PREFACE: HOW TO READ THIS BOOK

If I were to ask you whether you thought a book about climate change is a good idea, I expect that you would say, “Of course!” “But,” you might ask. “Why a website? Who on earth would ever read a book-length website?”

Of course, I can think of nobody who would read a book-length website. My readers (my audience) will be looking for the answers to the question, “What can I do?” . . . and that is the point of this book: to answer that question. Unfortunately, the answer to that question is different for all of us. We are each following different paths, and we will each pick a different path into a sustainable future. This book embraces that truth and explores and describes a huge variety of paths.

Moreover, there is nothing stationary about climate change. Conditions, paths, and processes are in a constant state of change, and a book dealing with these topics must, necessarily change with them. Only hypertexts are able to quickly make changes over time, and only a hypermedia book is sufficiently expansive to handle the complexities of simulations, animations, and real-time communication. And that brings us to the World Wide Web, the only place capable of hosting such a book and making it publicly available to everyone. And if you cannot find your answer here, there is a blog where you can ask questions and get answers from a group of researchers.

What you will find in this book

This book is made up of “paths,” and only some of them will apply to you. Maybe you are a college student on a very tight budget, and you live in a dorm. You would love to have a battery-powered EV (BEV), but your university has only one charging station, and the next nearest one is at a local mall, ten miles away. Worse, BEVs tend to be new or new-use and expensive. If you can buy an EV, it might be that the best you can do is an old, used Prius. Or worse, maybe you are driving your dad’s old pickup, and that is all you are going to drive until you get through school, get a job, and make some money. This is great! You are one of those rare people who can plan your future. You might get an engineering degree, or business, or construction management, and you might add a sustainability focus to these (or similar) degrees. You can even become certified as a sustainability officer, which would make you valuable for corporations hoping to make themselves more sustainable. Many corporations have whole divisions dedicated to improving their sustainability. In some cases, the pipeline goes up from Sustainability Officer to Director of Sustainability, all the way to Chief Sustainability Officer (CSO) on the Board of Directors in the “C” Suite.

Now, I haven’t been describing a path … I have been describing a whole new collection of related paths that will be opening over the next decade or so … careers of directing corporations into a new and sustainable future.

All of these paths, however, are not restricted to newly minted graduates. My degree was in writing, and through the years, I have been an industrial, institutional, technical, or science writer.
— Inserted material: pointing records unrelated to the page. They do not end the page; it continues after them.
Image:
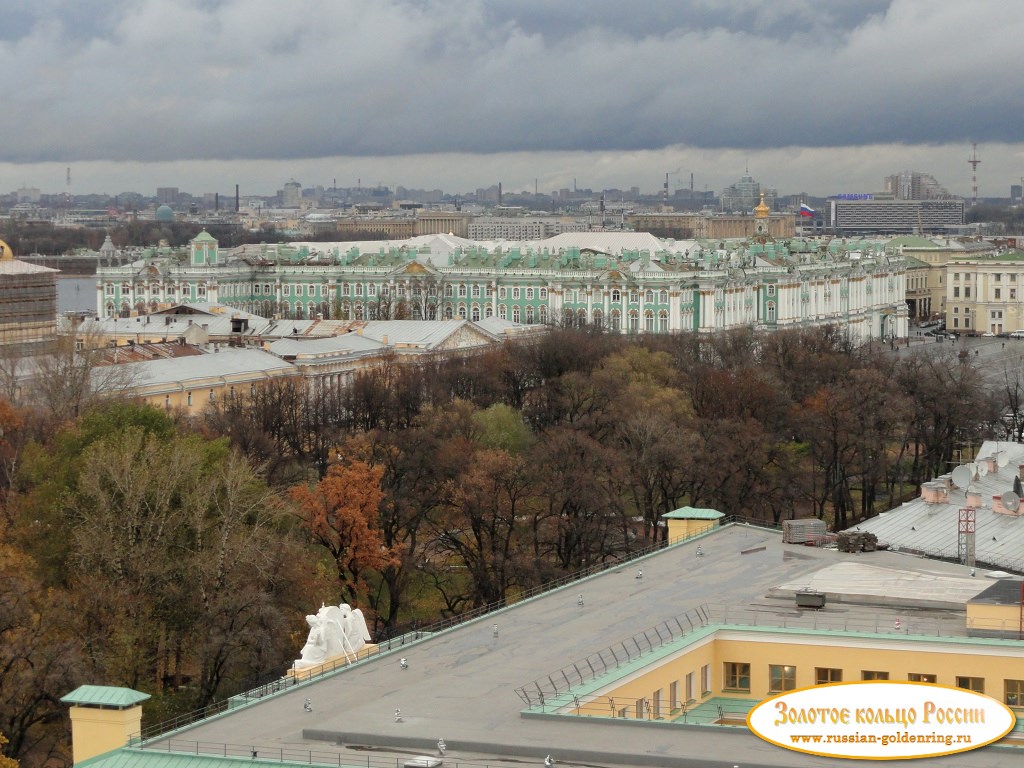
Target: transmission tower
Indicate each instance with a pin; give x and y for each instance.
(974, 163)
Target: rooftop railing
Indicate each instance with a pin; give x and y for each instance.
(273, 682)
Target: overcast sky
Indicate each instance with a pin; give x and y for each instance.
(812, 95)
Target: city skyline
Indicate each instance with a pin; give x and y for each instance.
(203, 94)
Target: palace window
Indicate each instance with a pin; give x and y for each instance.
(781, 677)
(737, 676)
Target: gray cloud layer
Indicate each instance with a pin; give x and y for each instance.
(166, 80)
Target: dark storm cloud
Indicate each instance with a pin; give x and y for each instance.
(155, 80)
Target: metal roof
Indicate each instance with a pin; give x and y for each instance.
(693, 513)
(16, 266)
(184, 370)
(104, 695)
(329, 346)
(933, 528)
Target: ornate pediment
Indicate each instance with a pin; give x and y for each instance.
(414, 268)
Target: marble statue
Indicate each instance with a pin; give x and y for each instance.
(334, 631)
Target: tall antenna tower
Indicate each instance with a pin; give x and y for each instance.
(974, 163)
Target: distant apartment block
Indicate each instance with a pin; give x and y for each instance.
(495, 227)
(168, 196)
(894, 216)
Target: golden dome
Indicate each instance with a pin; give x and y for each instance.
(761, 211)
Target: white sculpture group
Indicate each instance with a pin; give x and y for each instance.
(334, 631)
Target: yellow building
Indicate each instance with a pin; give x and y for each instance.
(656, 662)
(985, 294)
(688, 521)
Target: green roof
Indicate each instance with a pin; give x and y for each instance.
(129, 757)
(693, 513)
(104, 695)
(913, 241)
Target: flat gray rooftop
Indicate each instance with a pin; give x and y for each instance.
(460, 683)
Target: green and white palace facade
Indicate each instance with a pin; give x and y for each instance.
(624, 282)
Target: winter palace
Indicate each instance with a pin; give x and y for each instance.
(625, 282)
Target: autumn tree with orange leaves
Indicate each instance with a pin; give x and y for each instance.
(341, 511)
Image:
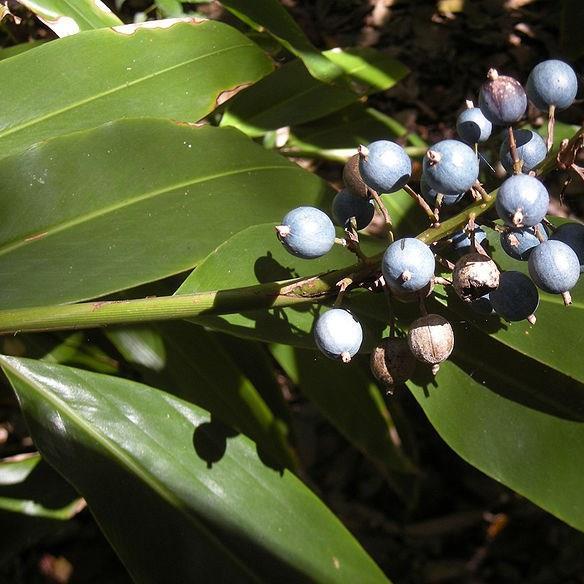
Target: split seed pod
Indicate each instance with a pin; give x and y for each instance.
(474, 276)
(392, 362)
(431, 340)
(352, 178)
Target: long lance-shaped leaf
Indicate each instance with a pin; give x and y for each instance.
(67, 17)
(133, 201)
(172, 69)
(178, 498)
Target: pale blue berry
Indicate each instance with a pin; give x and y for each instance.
(408, 265)
(531, 148)
(338, 334)
(451, 167)
(572, 234)
(554, 83)
(516, 298)
(384, 166)
(347, 205)
(307, 232)
(518, 243)
(522, 201)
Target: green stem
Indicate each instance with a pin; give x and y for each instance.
(271, 295)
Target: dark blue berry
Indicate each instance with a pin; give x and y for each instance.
(554, 83)
(531, 149)
(338, 334)
(516, 297)
(572, 234)
(502, 99)
(461, 241)
(473, 127)
(307, 232)
(408, 265)
(554, 267)
(384, 166)
(347, 205)
(518, 243)
(430, 195)
(451, 167)
(522, 201)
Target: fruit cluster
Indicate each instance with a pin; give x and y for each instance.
(450, 171)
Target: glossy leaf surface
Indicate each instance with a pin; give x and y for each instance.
(178, 499)
(177, 70)
(130, 202)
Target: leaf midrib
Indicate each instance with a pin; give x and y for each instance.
(57, 228)
(136, 469)
(112, 90)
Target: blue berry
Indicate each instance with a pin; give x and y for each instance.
(338, 334)
(522, 201)
(516, 297)
(518, 243)
(408, 265)
(451, 167)
(384, 166)
(472, 126)
(531, 149)
(461, 241)
(307, 232)
(502, 99)
(347, 205)
(572, 234)
(554, 83)
(430, 195)
(554, 267)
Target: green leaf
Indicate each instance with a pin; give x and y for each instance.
(262, 258)
(193, 365)
(290, 95)
(275, 19)
(133, 201)
(67, 17)
(351, 402)
(180, 72)
(178, 499)
(519, 422)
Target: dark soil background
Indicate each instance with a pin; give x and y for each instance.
(465, 527)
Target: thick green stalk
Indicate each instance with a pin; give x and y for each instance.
(270, 295)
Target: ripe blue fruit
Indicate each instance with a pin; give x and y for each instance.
(461, 241)
(572, 234)
(552, 82)
(307, 232)
(502, 99)
(451, 167)
(346, 205)
(554, 267)
(531, 148)
(518, 243)
(516, 297)
(473, 127)
(408, 265)
(384, 166)
(429, 194)
(522, 201)
(338, 334)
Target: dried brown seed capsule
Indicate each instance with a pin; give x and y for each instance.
(431, 339)
(352, 178)
(474, 276)
(392, 362)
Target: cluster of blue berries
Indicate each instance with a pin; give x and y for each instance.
(451, 171)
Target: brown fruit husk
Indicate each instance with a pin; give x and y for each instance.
(431, 339)
(392, 362)
(352, 178)
(474, 276)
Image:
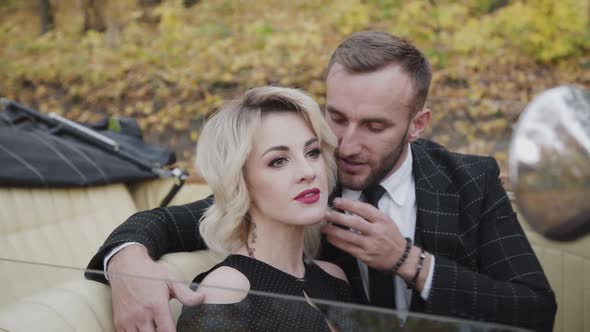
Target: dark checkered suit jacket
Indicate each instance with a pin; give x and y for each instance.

At the age of 80, I studied at Massachusetts Institute of Technology for a year, toward becoming a Certified Sustainable Science Writer (you are never too old to upgrade your credentials). The thing about these courses at MIT is there were more than a hundred other students in my cohort, and all of them were mid-career business professionals seeking certification that would allow them to move into an opening sustainability leadership role in their corporations.

So, this book is not about whether you should buy an EV or install solar and batteries. It’s about how you can evolve into a circular lifestyle compatible with the circular economy we will enjoy in the future.